Oleh karena itu, para ulama lebih menganjurkan ketika membaca Al-Qur’an hendaknya di masjid. Alasannya adalah selain sangat kondusif (tidak ada yang mengganggu), di  masjid adalah tempat yang bersih dan dimuliakan. Selain itu juga, kita dapat memperoleh fadhilah i’tikaf.
Imam Nawawi rahimahullah menyatakan, “Hendaklah setiap orang yang duduk di masjid berniat i’tikaf baik untuk waktu yang lama atau hanya sesaat.

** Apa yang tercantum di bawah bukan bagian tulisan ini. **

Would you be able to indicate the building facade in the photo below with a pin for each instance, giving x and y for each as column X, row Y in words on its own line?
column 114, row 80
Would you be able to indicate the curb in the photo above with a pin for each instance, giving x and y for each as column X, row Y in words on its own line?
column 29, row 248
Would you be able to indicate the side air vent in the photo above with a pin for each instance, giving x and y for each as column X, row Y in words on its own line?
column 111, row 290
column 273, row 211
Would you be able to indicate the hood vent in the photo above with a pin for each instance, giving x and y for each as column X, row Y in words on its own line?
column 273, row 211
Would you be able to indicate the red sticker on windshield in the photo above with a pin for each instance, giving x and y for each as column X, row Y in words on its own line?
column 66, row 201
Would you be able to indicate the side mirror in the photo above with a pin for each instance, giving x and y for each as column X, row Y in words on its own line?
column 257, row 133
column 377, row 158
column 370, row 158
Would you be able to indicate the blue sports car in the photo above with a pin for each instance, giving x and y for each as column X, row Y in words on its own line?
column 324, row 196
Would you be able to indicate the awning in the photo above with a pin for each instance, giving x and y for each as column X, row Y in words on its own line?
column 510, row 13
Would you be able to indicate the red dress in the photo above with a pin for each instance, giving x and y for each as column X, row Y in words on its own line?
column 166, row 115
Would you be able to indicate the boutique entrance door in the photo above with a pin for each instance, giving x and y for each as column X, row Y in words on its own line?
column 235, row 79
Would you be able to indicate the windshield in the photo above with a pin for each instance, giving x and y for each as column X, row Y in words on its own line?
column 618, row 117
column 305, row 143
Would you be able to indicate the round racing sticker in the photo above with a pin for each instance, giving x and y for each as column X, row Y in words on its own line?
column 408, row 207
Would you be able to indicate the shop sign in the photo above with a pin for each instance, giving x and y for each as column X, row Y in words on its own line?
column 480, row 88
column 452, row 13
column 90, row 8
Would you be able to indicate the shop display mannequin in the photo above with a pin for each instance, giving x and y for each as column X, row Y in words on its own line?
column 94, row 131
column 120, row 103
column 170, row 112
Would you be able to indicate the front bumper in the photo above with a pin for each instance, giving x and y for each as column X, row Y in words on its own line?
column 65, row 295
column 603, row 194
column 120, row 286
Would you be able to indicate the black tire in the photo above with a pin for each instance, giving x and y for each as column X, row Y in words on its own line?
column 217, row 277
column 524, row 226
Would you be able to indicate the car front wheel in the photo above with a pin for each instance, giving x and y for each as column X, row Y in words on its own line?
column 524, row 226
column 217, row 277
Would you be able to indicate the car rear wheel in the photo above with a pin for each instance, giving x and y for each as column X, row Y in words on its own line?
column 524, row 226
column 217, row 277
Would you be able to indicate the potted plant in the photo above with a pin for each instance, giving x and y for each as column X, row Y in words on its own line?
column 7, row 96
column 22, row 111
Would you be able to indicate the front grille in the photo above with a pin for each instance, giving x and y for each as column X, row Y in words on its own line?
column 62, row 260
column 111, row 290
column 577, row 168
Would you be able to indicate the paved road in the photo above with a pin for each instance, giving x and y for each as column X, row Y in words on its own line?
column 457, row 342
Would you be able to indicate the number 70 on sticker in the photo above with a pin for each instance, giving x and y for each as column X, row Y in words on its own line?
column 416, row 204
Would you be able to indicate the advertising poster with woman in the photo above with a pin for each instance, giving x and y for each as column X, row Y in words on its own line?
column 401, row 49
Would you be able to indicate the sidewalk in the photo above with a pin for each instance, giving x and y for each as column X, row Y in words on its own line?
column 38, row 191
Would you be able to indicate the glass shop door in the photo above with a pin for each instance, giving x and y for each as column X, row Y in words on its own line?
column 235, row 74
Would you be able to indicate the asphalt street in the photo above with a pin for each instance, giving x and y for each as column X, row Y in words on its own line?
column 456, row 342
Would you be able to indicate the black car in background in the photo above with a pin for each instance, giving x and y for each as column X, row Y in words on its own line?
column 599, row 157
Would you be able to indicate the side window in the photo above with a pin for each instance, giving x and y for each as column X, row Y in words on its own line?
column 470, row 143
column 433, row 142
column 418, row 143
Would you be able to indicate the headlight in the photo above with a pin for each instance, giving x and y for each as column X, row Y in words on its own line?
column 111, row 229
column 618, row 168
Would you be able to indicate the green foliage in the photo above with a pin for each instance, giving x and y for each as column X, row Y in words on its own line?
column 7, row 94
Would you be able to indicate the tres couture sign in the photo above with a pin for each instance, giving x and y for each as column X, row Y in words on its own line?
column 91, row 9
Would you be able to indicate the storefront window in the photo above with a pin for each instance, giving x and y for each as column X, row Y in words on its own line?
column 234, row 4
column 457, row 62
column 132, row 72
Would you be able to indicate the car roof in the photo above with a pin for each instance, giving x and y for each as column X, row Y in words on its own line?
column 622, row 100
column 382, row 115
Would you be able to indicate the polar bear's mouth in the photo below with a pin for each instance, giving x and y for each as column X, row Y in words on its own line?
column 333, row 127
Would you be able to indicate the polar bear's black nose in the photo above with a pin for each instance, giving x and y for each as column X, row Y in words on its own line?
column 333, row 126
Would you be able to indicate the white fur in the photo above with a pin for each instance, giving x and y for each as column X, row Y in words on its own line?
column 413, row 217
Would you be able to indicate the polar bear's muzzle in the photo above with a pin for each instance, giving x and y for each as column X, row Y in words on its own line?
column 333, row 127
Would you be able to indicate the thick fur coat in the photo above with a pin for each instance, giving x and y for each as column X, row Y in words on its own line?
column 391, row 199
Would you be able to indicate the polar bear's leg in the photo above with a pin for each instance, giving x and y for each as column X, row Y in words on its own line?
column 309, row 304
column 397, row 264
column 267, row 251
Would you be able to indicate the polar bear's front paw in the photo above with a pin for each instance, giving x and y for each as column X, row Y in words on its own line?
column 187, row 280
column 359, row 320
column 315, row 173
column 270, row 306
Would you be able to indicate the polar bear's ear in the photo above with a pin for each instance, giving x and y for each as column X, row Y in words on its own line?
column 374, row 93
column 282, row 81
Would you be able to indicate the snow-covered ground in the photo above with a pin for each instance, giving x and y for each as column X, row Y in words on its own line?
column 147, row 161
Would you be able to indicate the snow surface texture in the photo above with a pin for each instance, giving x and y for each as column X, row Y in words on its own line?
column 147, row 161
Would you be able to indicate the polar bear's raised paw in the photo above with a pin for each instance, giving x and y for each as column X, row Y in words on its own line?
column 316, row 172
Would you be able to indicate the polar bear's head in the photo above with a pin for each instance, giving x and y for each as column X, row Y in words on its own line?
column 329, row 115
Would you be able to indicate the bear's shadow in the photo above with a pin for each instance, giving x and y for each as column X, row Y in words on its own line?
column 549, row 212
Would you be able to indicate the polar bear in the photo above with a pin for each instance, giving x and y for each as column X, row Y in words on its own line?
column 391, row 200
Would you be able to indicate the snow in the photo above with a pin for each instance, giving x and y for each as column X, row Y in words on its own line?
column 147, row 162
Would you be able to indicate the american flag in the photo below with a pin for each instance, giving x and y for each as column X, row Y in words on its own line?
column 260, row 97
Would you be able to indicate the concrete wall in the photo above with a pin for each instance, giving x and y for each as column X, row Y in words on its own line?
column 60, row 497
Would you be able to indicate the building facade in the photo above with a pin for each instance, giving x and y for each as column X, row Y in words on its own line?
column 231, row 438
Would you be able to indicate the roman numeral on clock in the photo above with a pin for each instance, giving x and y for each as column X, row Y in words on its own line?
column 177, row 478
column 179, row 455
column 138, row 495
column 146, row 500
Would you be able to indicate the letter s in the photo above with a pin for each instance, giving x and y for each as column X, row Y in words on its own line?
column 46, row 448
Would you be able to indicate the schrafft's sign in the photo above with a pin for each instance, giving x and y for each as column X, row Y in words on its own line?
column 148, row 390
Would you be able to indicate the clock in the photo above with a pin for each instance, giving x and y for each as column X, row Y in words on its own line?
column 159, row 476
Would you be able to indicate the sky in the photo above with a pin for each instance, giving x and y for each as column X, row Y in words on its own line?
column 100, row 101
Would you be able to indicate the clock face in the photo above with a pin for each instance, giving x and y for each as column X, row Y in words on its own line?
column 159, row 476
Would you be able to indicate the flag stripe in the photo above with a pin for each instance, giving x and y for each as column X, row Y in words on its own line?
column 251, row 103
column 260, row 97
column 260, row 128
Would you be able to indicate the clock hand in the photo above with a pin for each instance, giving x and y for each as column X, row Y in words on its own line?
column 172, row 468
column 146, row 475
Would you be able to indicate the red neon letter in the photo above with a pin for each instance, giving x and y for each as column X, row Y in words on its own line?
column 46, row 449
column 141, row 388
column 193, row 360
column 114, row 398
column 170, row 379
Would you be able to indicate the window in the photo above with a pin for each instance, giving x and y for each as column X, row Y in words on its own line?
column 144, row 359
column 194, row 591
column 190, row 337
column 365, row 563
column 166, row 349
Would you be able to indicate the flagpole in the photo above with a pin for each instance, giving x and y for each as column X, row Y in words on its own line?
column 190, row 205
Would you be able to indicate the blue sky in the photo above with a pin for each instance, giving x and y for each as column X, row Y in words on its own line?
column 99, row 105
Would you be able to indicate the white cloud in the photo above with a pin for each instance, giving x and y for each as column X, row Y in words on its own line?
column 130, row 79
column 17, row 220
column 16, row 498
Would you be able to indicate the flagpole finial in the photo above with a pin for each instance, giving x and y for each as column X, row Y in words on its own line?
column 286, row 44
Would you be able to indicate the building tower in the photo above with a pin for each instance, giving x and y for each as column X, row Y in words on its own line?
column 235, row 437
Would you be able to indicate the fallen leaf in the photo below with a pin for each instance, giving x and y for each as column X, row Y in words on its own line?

Bahkan sudah sepatutnya sejak masuk masjid tersebut sudah berniat untuk i’tikaf. Adab seperti ini sudah sepatutnya diperhatikan dan disebarkan, apalagi pada anak-anak dan orang awam (yang belum paham). Karena mengamalkan seperti itu sudah semakin langka.” (At-Tibyan, hlm. 83).


7. Tetap konsisten
Banyak orang begitu semangat membaca al-quran dan menunaikan ibadah lain di awal puasa. Saat tiba akhir puasa, tidak sedikit orang yang semangatnya berkurang.
Kunci keberhasilan adalah konsistensi. Setelah kamu memetakan rencana, maka konsistenlah dengan rencana itu. Ingatkan diri tentang kebesaran bulan Ramadhan yang memberikan kesempatan bagi spiritual untuk meningkat, termasuk hubungan dengan Al Quran.

Nah, demikianlah tips yang bisa kamu coba supaya tadarusan makin lancar dan kantuk yang datang pun dapat dihadang. Selamat mencoba! Semoga bermanfaat.